Get a urine sample to test for UTI.


----------



## Ryan Wreford (Apr 12, 2018)

We


Lurcherlad said:


> WOW, really?
> 
> Time, patience and training is the answer.
> 
> ...


 We call him naughty when he does it. He goes out maybe once an hour. He usually gets exited when a member of the family gets home and he gets scared when we call him naughty.


----------



## Lurcherlad (Jan 5, 2013)

Ryan Wreford said:


> We
> 
> We call him naughty when he does it. He goes out maybe once an hour. He usually gets exited when a member of the family gets home and he gets scared when we call him naughty.


Then I'm not surprised he's peeing tbh

How long have you had him? How did you toilet train him?

I would suggest getting a vet referral to a good behaviourist who uses positive, reward based training to help him with his anxiety and/or excitement.

Does he get told off a lot? Dogs generally aren't "naughty" but behave in certain ways because of outside influences or because they haven't been taught what is required.

Telling him off for peeing when anxious will simply add to the anxiety. It will also make him more likely to be scared to toilet anywhere in front of you, hence secret accidents.

Look too at positively.com and kikopup for explanations and advice.


----------



## Pardis (Feb 7, 2018)

Wait, you know that calling him naughty scares him and that he pees when he is scared, so you continue to call him naughty? Uhm...

Agreeing with Lurcherlad, please look into positive training and help from a specialist.
I would say ignore him if he has had an accident inside, don't scold, just clean it up and make sure to keep a closer eye on him so you can learn his signs and know when he has to go out. Reward heavily when he toilets outside so he learns that is a positive thing and if once every hour isn't enough... try every half hour for a while? This will take patience, of course.

No experience with overly excited
dogs here, sorry, but I'm sure there will be someone here who has tips for that.


----------



## Siskin (Nov 13, 2012)

Peeing when overexcited is something most puppies grow out of, best thing is to have those excited greetings outside so if he pees at least he won't have you telling him he's naughty and rushing around to clear up.


----------



## Twiggy (Jun 24, 2010)

Siskin said:


> Peeing when overexcited is something most puppies grow out of, best thing is to have those excited greetings outside so if he pees at least he won't have you telling him he's naughty and rushing around to clear up.


I agree with Siskin. Lots of puppies pee in excitement or fear, including my youngster, and the last thing you want to be doing is telling them off as they can't help it.


----------



## Jamesgoeswalkies (May 8, 2014)

Ryan Wreford said:


> He usually gets exited when a member of the family gets home and he gets scared when we call him naughty.


So the two situations that cause him to wee are both caused by you? Well to me, telling a puppy off for something that you have caused is wrong whichever way you look at it.

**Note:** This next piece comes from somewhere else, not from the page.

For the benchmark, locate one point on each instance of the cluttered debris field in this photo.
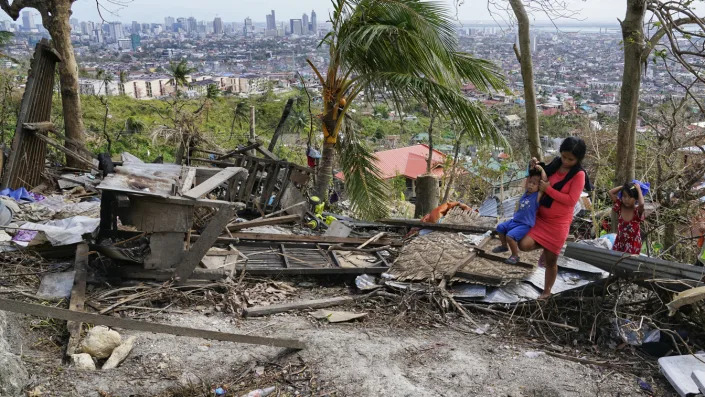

Keep greetings calm --- ask everyone to walk in and ignore him and just walk through (into the kitchen or garden so a little puppy wee won't matter). Don't greet your puppy when he is jumping up and excited and he will stop jumping up and being excited (and weeing) when you greet him.

And if you say he gets scared when you call him 'naughty' it would suggest that he has absolutely no idea why you are so angry. And as other have said,if you frighten your pup then you will get submission urination (fear weeing).

Spaniels are lively puppies but it is a breed that is amazingly trainable so i would start helping him learn. I am little worried though that you think a 5 month old puppy excitement weeing is a reason to re home. I hope you are ready for the next 18 months 

J


----------



## Guest (Apr 14, 2018)

Ryan Wreford said:


> We
> 
> We call him naughty when he does it. He goes out maybe once an hour. He usually gets exited when a member of the family gets home and he gets scared when we call him naughty.


No wonder then. When he has an accident just quietly take him out and quietly clean up the accident. Let me ask. If you know he gets scared when you call him naughty then why do you continue calling him naught?


----------



## Blitz (Feb 12, 2009)

If he is an excited leaker he will do it more and more if you make a thing of it. I had one that was nervous of men but still like to greet them so there would be a nervous/excited wee trailed from one end of the house to the other if we had a male visitor. She grew out of it at about a year if I remember rightly. It is fairly normal and you just have to make sure he is not on a carpet when he greets anyone and clear up afterwards. Poor little sod does not even know he has done it, he cant help it. Clean up well though in case he decides to mark where he can smell it as that will be harder to sort.

On the other hand if you think this is a big problem and you think telling him off for an involuntary pee is ok then rehome the poor pup before you ruin him.


----------